Management and treatment depends on identifying the infection and an appraisal of prosthetic or implant function.
Management of Infection
Culture of the infecting organism is crucial for a rational choice of antimicrobials (antibiotics, antivirals, or antifungals). There are statistical flowsheets that recommend specific antimicrobial regimens for specific prosthetics. Close surveillance, necessary to judge treatment efficacy, is via many of the diagnostic tests done initially: blood tests and cultures, fluid aspiration, lumbar puncture, and imaging studies such as X-rays, ultrasound, CT, and MRI.
Management of Device Failure or Malfunction
Failure of implantables can be subtle initially. Clinicians involved in their insertion and maintenance require a heightened sensibility for even small functional variations. Identification and treatment of infection or overt rejection requires a functional assessment via measurements of the desired outcome of function (homeostasis, as in artificial heart valves) and possibly electronic “interrogation” (as with intrathecal pumps, neurostimulators, or cardiac pacemakers).
Devices that have failed or which are at risk for failure or increase the likelihood of adjacent tissue jeopardy should be removed.

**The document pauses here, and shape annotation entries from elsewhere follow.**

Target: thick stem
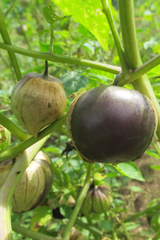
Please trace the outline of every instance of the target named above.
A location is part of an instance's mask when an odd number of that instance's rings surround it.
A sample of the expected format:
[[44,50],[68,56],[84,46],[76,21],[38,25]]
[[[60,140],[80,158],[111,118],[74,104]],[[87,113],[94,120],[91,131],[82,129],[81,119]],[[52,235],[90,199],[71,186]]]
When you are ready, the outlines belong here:
[[4,18],[6,18],[10,14],[10,12],[12,12],[12,10],[14,9],[17,2],[18,2],[18,0],[14,0],[14,2],[11,4],[10,8],[4,14]]
[[118,55],[119,55],[120,62],[121,62],[122,72],[126,73],[126,72],[128,72],[128,66],[127,66],[124,51],[122,48],[122,44],[120,41],[120,37],[119,37],[118,31],[116,29],[116,25],[115,25],[115,22],[114,22],[114,19],[112,16],[112,12],[109,7],[108,0],[101,0],[101,2],[102,2],[102,6],[103,6],[103,12],[107,17],[107,20],[108,20],[109,26],[111,28],[115,44],[116,44],[116,48],[117,48]]
[[47,138],[48,137],[37,142],[21,154],[0,188],[0,239],[13,239],[11,227],[11,208],[14,190],[25,169],[45,143]]
[[45,70],[44,70],[43,76],[48,77],[48,61],[45,61]]
[[123,75],[122,77],[120,77],[118,80],[118,85],[123,86],[126,83],[133,82],[134,80],[141,77],[142,75],[144,75],[145,73],[147,73],[148,71],[150,71],[151,69],[153,69],[159,64],[160,64],[160,55],[142,64],[140,67],[137,67],[135,70],[132,70],[125,76]]
[[30,136],[2,113],[0,113],[0,124],[7,128],[20,141],[25,141]]
[[74,58],[74,57],[66,57],[66,56],[59,56],[56,54],[51,55],[49,53],[29,51],[29,50],[15,47],[15,46],[5,44],[2,42],[0,42],[0,48],[15,52],[15,53],[19,53],[19,54],[22,54],[22,55],[28,56],[28,57],[48,60],[51,62],[60,62],[60,63],[80,65],[80,66],[99,69],[99,70],[114,73],[114,74],[118,74],[121,71],[121,68],[118,66],[113,66],[113,65],[109,65],[109,64],[104,64],[104,63],[99,63],[99,62],[95,62],[95,61],[79,59],[79,58]]
[[[1,10],[1,5],[0,5],[0,33],[2,35],[2,38],[3,38],[4,42],[6,44],[11,45],[11,40],[10,40],[9,34],[6,30],[5,20],[4,20],[2,10]],[[10,56],[13,68],[15,70],[17,80],[20,80],[22,78],[22,75],[21,75],[21,72],[20,72],[20,69],[19,69],[19,65],[18,65],[18,62],[17,62],[16,55],[15,55],[14,52],[12,52],[10,50],[8,50],[8,54]]]
[[122,228],[123,228],[123,230],[124,230],[124,234],[125,234],[125,236],[126,236],[126,239],[127,239],[127,240],[131,240],[131,238],[130,238],[130,236],[129,236],[129,233],[128,233],[127,229],[126,229],[125,223],[124,223],[124,222],[121,222],[121,226],[122,226]]
[[53,53],[53,40],[54,40],[54,25],[51,24],[51,39],[50,39],[50,45],[49,45],[49,53]]
[[76,206],[73,210],[73,213],[71,215],[71,218],[69,220],[69,223],[68,225],[66,226],[64,232],[63,232],[63,235],[62,235],[62,240],[69,240],[70,239],[70,233],[71,233],[71,229],[76,221],[76,218],[77,218],[77,215],[81,209],[81,206],[83,204],[83,201],[85,199],[85,196],[87,194],[87,191],[89,189],[89,186],[90,186],[90,176],[91,176],[91,171],[92,171],[92,167],[93,167],[93,164],[88,164],[88,170],[87,170],[87,176],[86,176],[86,180],[85,180],[85,184],[83,186],[83,189],[77,199],[77,202],[76,202]]
[[[129,68],[134,70],[142,64],[135,30],[134,1],[119,0],[119,13],[125,56]],[[139,77],[132,84],[153,102],[158,115],[157,135],[160,139],[160,106],[147,76]]]
[[32,146],[39,140],[43,139],[48,134],[55,131],[55,129],[57,129],[57,127],[59,127],[60,125],[62,125],[64,123],[65,119],[66,119],[66,115],[61,117],[60,119],[58,119],[56,122],[52,123],[50,126],[45,128],[43,131],[41,131],[38,134],[38,138],[31,137],[31,138],[27,139],[26,141],[19,143],[17,146],[3,151],[0,154],[0,162],[7,160],[7,159],[12,159],[12,158],[17,157],[25,149],[27,149],[28,147]]
[[22,234],[24,237],[31,238],[33,240],[56,240],[56,238],[45,235],[40,232],[32,231],[28,228],[19,226],[19,224],[12,223],[13,231]]
[[154,238],[152,238],[152,240],[159,240],[160,239],[160,230],[156,233],[156,235],[154,236]]

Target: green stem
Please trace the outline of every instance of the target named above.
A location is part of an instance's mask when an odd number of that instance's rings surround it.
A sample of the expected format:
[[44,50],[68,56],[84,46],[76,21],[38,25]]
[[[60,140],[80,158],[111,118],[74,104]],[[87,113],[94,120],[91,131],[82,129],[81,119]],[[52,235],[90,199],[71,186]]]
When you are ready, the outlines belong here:
[[114,18],[112,16],[112,12],[111,12],[111,9],[109,7],[108,0],[101,0],[101,2],[102,2],[102,6],[103,6],[103,12],[107,17],[107,20],[108,20],[109,26],[111,28],[112,35],[113,35],[113,38],[114,38],[114,41],[115,41],[115,44],[116,44],[116,47],[117,47],[118,55],[119,55],[121,66],[122,66],[122,72],[127,73],[128,72],[127,62],[126,62],[126,59],[125,59],[125,55],[124,55],[124,51],[123,51],[123,48],[122,48],[122,44],[121,44],[119,34],[118,34],[117,29],[116,29]]
[[[47,138],[48,137],[37,142],[21,154],[0,188],[0,239],[13,239],[11,227],[11,208],[14,190],[25,169],[45,143]],[[17,172],[19,172],[19,174],[17,174]]]
[[50,39],[50,45],[49,45],[49,53],[53,53],[53,39],[54,39],[54,27],[53,23],[51,24],[51,39]]
[[20,141],[27,140],[30,136],[2,113],[0,113],[0,124],[7,128]]
[[14,0],[14,2],[11,4],[11,6],[7,10],[7,12],[4,14],[4,18],[6,18],[10,14],[10,12],[14,9],[17,2],[18,2],[18,0]]
[[62,240],[69,240],[70,239],[71,229],[72,229],[72,227],[73,227],[73,225],[76,221],[77,215],[78,215],[78,213],[81,209],[82,203],[85,199],[85,196],[86,196],[87,191],[88,191],[89,186],[90,186],[90,176],[91,176],[92,167],[93,167],[93,164],[88,164],[87,176],[86,176],[86,180],[85,180],[83,189],[82,189],[82,191],[81,191],[81,193],[80,193],[80,195],[77,199],[77,203],[76,203],[76,206],[73,210],[73,213],[71,215],[69,223],[68,223],[68,225],[66,226],[66,228],[63,232]]
[[154,238],[152,238],[152,240],[159,240],[160,239],[160,230],[156,233],[156,235],[154,236]]
[[[142,64],[135,30],[134,1],[119,0],[119,14],[124,52],[128,66],[133,70]],[[157,135],[160,139],[160,106],[147,76],[143,75],[139,77],[137,80],[132,82],[132,85],[136,90],[146,95],[153,102],[158,115]]]
[[89,224],[83,223],[80,220],[76,219],[75,222],[78,226],[87,229],[88,231],[90,231],[91,233],[93,233],[94,235],[97,236],[97,238],[102,237],[103,232],[101,232],[99,229],[95,228],[94,226],[90,226]]
[[68,63],[74,65],[81,65],[85,67],[95,68],[99,70],[103,70],[106,72],[118,74],[121,71],[121,68],[118,66],[113,66],[109,64],[99,63],[95,61],[79,59],[74,57],[67,57],[67,56],[59,56],[59,55],[51,55],[49,53],[37,52],[37,51],[29,51],[23,48],[15,47],[9,44],[5,44],[0,42],[0,48],[6,49],[8,51],[12,51],[15,53],[22,54],[24,56],[33,57],[37,59],[48,60],[51,62],[60,62],[60,63]]
[[47,128],[45,128],[43,131],[41,131],[38,134],[38,138],[31,137],[31,138],[27,139],[26,141],[19,143],[17,146],[3,151],[0,154],[0,162],[7,160],[7,159],[12,159],[12,158],[17,157],[25,149],[27,149],[34,143],[38,142],[39,140],[43,139],[48,134],[55,131],[55,129],[57,129],[57,127],[59,127],[59,125],[64,123],[65,119],[66,119],[66,115],[59,118],[56,122],[52,123],[51,125],[49,125]]
[[[2,10],[1,10],[1,5],[0,5],[0,33],[2,35],[2,38],[3,38],[4,42],[6,44],[11,45],[11,40],[10,40],[9,34],[6,30],[5,20],[4,20]],[[17,80],[20,80],[22,78],[22,75],[21,75],[21,72],[20,72],[20,69],[19,69],[19,65],[18,65],[18,62],[17,62],[16,55],[13,51],[10,51],[10,50],[8,50],[8,54],[10,56],[13,68],[15,70]]]
[[19,226],[19,224],[12,223],[13,231],[22,234],[24,237],[31,238],[33,240],[56,240],[56,238],[45,235],[40,232],[32,231],[28,228]]
[[125,234],[125,236],[126,236],[126,239],[127,239],[127,240],[131,240],[131,238],[130,238],[130,236],[129,236],[129,233],[128,233],[127,229],[126,229],[125,223],[124,223],[124,222],[121,222],[121,226],[122,226],[122,228],[123,228],[123,230],[124,230],[124,234]]
[[142,64],[140,67],[137,67],[136,69],[131,70],[131,72],[126,74],[125,76],[120,76],[118,80],[118,85],[123,86],[126,83],[133,82],[134,80],[146,74],[148,71],[158,66],[159,64],[160,64],[160,55],[147,61],[146,63]]

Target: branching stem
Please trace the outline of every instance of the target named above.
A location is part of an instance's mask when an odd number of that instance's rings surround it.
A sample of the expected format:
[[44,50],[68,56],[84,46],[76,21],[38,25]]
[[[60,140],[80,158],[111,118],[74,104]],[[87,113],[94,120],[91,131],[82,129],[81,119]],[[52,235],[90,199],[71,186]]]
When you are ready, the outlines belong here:
[[76,221],[76,218],[77,218],[77,215],[81,209],[81,206],[82,206],[82,203],[84,201],[84,198],[87,194],[87,191],[89,189],[89,186],[90,186],[90,176],[91,176],[91,171],[92,171],[92,167],[93,167],[93,164],[88,164],[88,170],[87,170],[87,176],[86,176],[86,180],[85,180],[85,184],[83,186],[83,189],[77,199],[77,202],[76,202],[76,206],[73,210],[73,213],[71,215],[71,218],[69,220],[69,223],[68,225],[66,226],[64,232],[63,232],[63,235],[62,235],[62,240],[69,240],[70,239],[70,233],[71,233],[71,229]]

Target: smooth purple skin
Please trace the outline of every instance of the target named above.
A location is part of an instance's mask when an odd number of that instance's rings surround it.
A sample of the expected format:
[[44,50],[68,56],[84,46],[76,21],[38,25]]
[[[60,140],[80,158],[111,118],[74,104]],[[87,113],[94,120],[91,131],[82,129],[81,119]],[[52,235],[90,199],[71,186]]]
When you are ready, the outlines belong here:
[[117,164],[141,157],[152,140],[155,122],[153,106],[138,91],[100,86],[78,99],[70,130],[86,158]]

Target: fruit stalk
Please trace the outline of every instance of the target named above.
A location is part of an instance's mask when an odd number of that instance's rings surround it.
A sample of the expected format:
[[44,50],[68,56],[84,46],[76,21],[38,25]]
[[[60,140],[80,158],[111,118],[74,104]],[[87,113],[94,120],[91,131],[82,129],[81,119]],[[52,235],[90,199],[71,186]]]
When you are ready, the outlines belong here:
[[26,50],[26,49],[15,47],[2,42],[0,42],[0,48],[15,52],[15,53],[19,53],[21,55],[28,56],[28,57],[43,59],[51,62],[69,63],[69,64],[74,64],[79,66],[86,66],[86,67],[95,68],[95,69],[99,69],[99,70],[114,73],[114,74],[118,74],[121,71],[121,68],[118,66],[99,63],[99,62],[90,61],[86,59],[60,56],[56,54],[51,55],[49,53],[42,53],[37,51],[29,51],[28,49]]
[[156,235],[154,236],[154,238],[152,238],[152,240],[159,240],[160,238],[160,230],[156,233]]
[[[136,37],[134,1],[119,0],[119,14],[123,37],[124,53],[130,69],[134,70],[142,64]],[[152,86],[146,75],[132,82],[136,90],[146,95],[154,104],[158,115],[157,135],[160,139],[160,106]]]
[[122,44],[120,41],[120,37],[119,37],[118,31],[116,29],[115,22],[114,22],[114,19],[112,16],[112,12],[109,7],[108,0],[101,0],[101,2],[102,2],[102,6],[103,6],[103,12],[107,17],[108,23],[112,30],[112,35],[113,35],[113,38],[114,38],[114,41],[115,41],[115,44],[117,47],[118,55],[119,55],[121,66],[122,66],[122,72],[126,73],[128,71],[128,66],[127,66],[124,51],[122,48]]
[[31,138],[27,139],[26,141],[19,143],[15,147],[5,150],[4,152],[2,152],[0,154],[0,162],[3,162],[10,158],[17,157],[26,148],[30,147],[34,143],[38,142],[39,140],[41,140],[42,138],[44,138],[45,136],[50,134],[51,132],[55,131],[55,129],[57,129],[57,127],[59,127],[60,125],[63,124],[65,119],[66,119],[66,116],[59,118],[56,122],[52,123],[50,126],[48,126],[43,131],[41,131],[39,133],[38,138],[31,137]]
[[[4,42],[6,44],[11,45],[11,40],[10,40],[9,34],[7,32],[6,26],[5,26],[5,20],[4,20],[4,16],[2,13],[1,5],[0,5],[0,33],[2,35]],[[21,72],[20,72],[18,62],[17,62],[16,55],[13,51],[9,51],[9,50],[8,50],[8,54],[11,59],[13,68],[15,70],[17,80],[20,80],[22,78],[22,76],[21,76]]]
[[48,139],[48,136],[26,149],[18,158],[0,189],[0,239],[12,240],[11,204],[14,190],[26,167]]
[[93,167],[93,164],[87,164],[88,165],[88,169],[87,169],[87,176],[86,176],[86,179],[85,179],[85,183],[84,183],[84,186],[83,186],[83,189],[77,199],[77,203],[76,203],[76,206],[73,210],[73,213],[72,213],[72,216],[69,220],[69,223],[67,224],[64,232],[63,232],[63,235],[62,235],[62,240],[69,240],[70,239],[70,232],[71,232],[71,229],[76,221],[76,218],[77,218],[77,215],[81,209],[81,206],[83,204],[83,201],[85,199],[85,196],[87,194],[87,191],[90,187],[90,176],[91,176],[91,171],[92,171],[92,167]]

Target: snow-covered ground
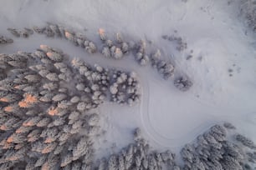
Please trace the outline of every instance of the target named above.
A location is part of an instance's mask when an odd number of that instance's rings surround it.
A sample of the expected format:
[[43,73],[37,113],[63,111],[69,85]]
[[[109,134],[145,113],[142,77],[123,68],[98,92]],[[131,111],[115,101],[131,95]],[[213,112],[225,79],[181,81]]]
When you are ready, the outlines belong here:
[[[97,30],[114,38],[121,32],[127,41],[146,39],[148,52],[159,48],[176,66],[176,76],[193,82],[180,92],[173,79],[165,81],[151,67],[140,67],[132,55],[120,61],[89,55],[69,42],[33,35],[13,38],[1,53],[33,52],[40,44],[59,48],[90,63],[134,70],[141,82],[141,102],[135,107],[105,103],[100,107],[105,135],[95,141],[99,157],[117,152],[132,141],[131,131],[141,128],[154,148],[178,152],[216,122],[230,122],[242,134],[256,141],[255,38],[238,18],[236,2],[193,0],[6,0],[1,1],[0,33],[8,28],[23,28],[60,23],[85,33],[100,43]],[[175,32],[177,30],[177,32]],[[247,33],[245,33],[247,32]],[[179,52],[162,35],[177,35],[187,42]],[[191,52],[192,50],[192,52]],[[188,55],[192,58],[187,60]]]

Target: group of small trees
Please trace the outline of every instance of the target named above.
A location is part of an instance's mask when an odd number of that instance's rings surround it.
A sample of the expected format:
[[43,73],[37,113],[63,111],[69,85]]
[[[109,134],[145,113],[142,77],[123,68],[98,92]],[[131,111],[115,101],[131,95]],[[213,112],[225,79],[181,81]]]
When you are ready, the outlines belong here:
[[253,31],[256,31],[256,1],[243,0],[240,2],[240,12],[246,18],[247,23],[252,28]]
[[13,43],[13,40],[3,36],[0,36],[0,44]]
[[[196,143],[187,144],[182,149],[181,154],[185,162],[184,169],[242,170],[255,168],[253,163],[250,162],[252,167],[248,165],[247,149],[239,146],[237,142],[231,142],[224,127],[227,127],[227,124],[223,127],[212,127],[208,132],[197,137]],[[236,135],[235,138],[250,148],[253,146],[252,141],[240,134]]]
[[[97,170],[103,169],[197,169],[197,170],[244,170],[256,168],[256,152],[253,142],[247,138],[235,135],[238,141],[232,142],[228,132],[233,126],[225,122],[225,126],[214,125],[203,134],[199,135],[193,143],[186,144],[181,150],[184,163],[178,166],[175,154],[170,151],[157,152],[152,151],[141,135],[139,128],[135,130],[134,143],[129,144],[118,153],[97,162]],[[228,128],[226,127],[228,127]],[[248,151],[238,142],[249,148]]]
[[[84,35],[70,31],[69,29],[57,24],[48,23],[48,25],[45,27],[33,27],[33,29],[24,28],[23,31],[18,31],[12,28],[8,28],[8,30],[16,37],[27,38],[28,35],[31,35],[33,32],[35,32],[39,34],[44,34],[47,37],[64,38],[70,41],[75,46],[79,46],[84,48],[85,51],[87,51],[89,53],[95,53],[97,52],[96,45],[86,38]],[[120,59],[123,58],[124,55],[127,54],[129,52],[132,52],[131,53],[134,54],[136,60],[140,65],[144,66],[151,62],[151,66],[157,69],[158,72],[163,76],[164,79],[168,79],[173,75],[173,64],[164,59],[161,59],[161,53],[159,50],[157,50],[151,56],[146,54],[146,42],[144,40],[141,40],[138,43],[136,44],[133,42],[128,43],[123,40],[120,33],[117,33],[115,36],[115,41],[112,41],[108,38],[105,30],[102,28],[99,29],[99,35],[102,42],[104,43],[101,53],[105,57],[111,58],[114,59]],[[163,38],[168,39],[169,41],[177,41],[177,48],[180,51],[187,48],[187,43],[184,42],[179,37],[163,36]],[[49,51],[49,49],[46,48],[46,51]],[[48,52],[46,54],[42,54],[41,52],[37,52],[36,53],[41,58],[43,57],[41,61],[45,64],[49,64],[50,61],[49,59],[44,58],[44,56],[47,55],[49,58],[54,59],[54,61],[58,61],[58,58],[61,56],[59,55],[58,52],[53,52],[52,50],[49,50],[49,52]],[[82,70],[84,68],[82,68]],[[64,68],[62,70],[64,72]],[[42,70],[40,74],[49,74],[49,78],[58,81],[55,74],[48,72],[45,70]],[[184,78],[185,77],[182,77],[182,78]],[[65,72],[62,72],[60,75],[59,75],[59,78],[63,80],[70,80],[70,78],[67,76]],[[180,81],[176,79],[174,84],[175,87],[177,87],[181,91],[187,91],[192,86],[192,81],[188,80],[188,78],[187,78],[186,81]]]
[[170,151],[157,152],[151,151],[149,144],[142,138],[140,129],[135,130],[134,143],[129,144],[118,153],[110,155],[108,159],[102,158],[97,162],[97,170],[158,170],[164,166],[168,169],[179,170],[175,162],[175,155]]
[[92,138],[100,129],[98,114],[88,110],[108,99],[114,82],[139,99],[137,79],[129,72],[67,58],[45,45],[33,53],[0,55],[8,75],[0,80],[1,169],[90,168]]

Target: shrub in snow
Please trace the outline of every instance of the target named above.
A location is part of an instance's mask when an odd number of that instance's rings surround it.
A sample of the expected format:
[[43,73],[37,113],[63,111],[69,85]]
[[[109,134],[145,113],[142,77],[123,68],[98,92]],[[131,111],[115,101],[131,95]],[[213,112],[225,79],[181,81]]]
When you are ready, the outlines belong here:
[[243,145],[244,145],[244,146],[246,146],[249,148],[252,148],[252,149],[256,149],[256,145],[254,144],[254,142],[252,140],[247,138],[246,137],[244,137],[241,134],[237,134],[235,136],[235,138],[236,138],[237,141],[242,142]]
[[13,43],[13,40],[3,36],[0,36],[0,44]]
[[184,77],[180,77],[174,80],[174,86],[179,90],[185,92],[192,86],[192,82]]
[[227,129],[236,129],[236,128],[230,122],[224,122],[223,126],[227,128]]
[[20,37],[20,32],[17,31],[16,29],[13,28],[8,28],[8,31],[9,31],[13,36],[19,38]]

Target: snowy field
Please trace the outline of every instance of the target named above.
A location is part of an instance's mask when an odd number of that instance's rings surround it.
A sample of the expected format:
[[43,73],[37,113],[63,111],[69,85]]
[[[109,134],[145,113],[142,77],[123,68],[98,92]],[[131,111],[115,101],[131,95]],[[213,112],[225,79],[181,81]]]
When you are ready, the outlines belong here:
[[[0,35],[13,39],[0,53],[33,52],[41,44],[62,49],[91,65],[136,72],[141,90],[135,106],[105,102],[95,112],[100,115],[102,135],[94,139],[95,158],[109,157],[133,142],[140,128],[152,150],[170,149],[179,155],[186,143],[215,124],[231,122],[237,132],[256,142],[255,32],[241,16],[238,1],[214,0],[2,0]],[[146,42],[146,52],[157,49],[175,67],[165,80],[150,65],[140,66],[129,53],[123,59],[89,54],[69,41],[33,33],[15,38],[7,28],[60,24],[81,32],[97,47],[98,30],[115,39],[120,32],[126,42]],[[166,36],[166,37],[165,37]],[[167,37],[182,38],[187,44]],[[193,85],[186,92],[173,81],[187,76]],[[179,156],[177,156],[179,158]]]

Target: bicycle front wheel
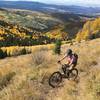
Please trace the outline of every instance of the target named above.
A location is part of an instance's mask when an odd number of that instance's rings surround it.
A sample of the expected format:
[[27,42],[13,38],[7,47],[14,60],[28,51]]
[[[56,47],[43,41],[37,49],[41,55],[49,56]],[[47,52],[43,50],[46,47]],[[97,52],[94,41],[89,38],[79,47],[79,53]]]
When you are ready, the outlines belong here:
[[59,84],[62,82],[62,74],[58,72],[54,72],[50,78],[49,78],[49,85],[53,88],[59,86]]
[[78,70],[76,68],[69,72],[69,78],[75,80],[78,76]]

If survival is jeopardized without the prosthetic, removal should be accompanied by immediate replacement; if not, definitive (“test of cure”) clearance of the infection should be evident before re-introducing the foreign body.
Considerations for Wearable Prosthetics
The loss of a limb alters the entire dynamic of bodily function, from the altered balance and center-of-gravity from lower extremity loss to repetitive strain injuries from compensating for upper extremity loss. These compensatory changes are multiplied with the use of prosthetic limbs. If fitting for a limb is not perfect, pressure points will indicate the faulty sites where refining the fit is necessary. The friction against the tissues or the pressure ulceration will cause necrosis of exposed tissues that necessitate antibiotic prophylaxis or treatment.
Prevention of Infections of Prosthetic Devices
Prevention begins with following sterile procedure for implantable devices or proper fitting for wearable prosthetics; likewise, patient compliance with post-operative or post-fitting instructions is part of the procedure itself.
After that, the patient is his or her own best expert: self-reports are the basis of prevention of infections associated with internal prosthetic devices, implants, and wearable prosthetics. Rejection and/or infection will be noticed first by the patient and the prompt reporting to the responsible physician is the best preventative strategy at addressing problems early that may develop from these complications.
A heightened level of surveillance for possible complications related to these devices is crucial for the managing physician or primary care provider. Scrupulous physician interaction, in tandem with the patient’s self-reports, works synergistically to prevent, mitigate, or address any infection or malfunction.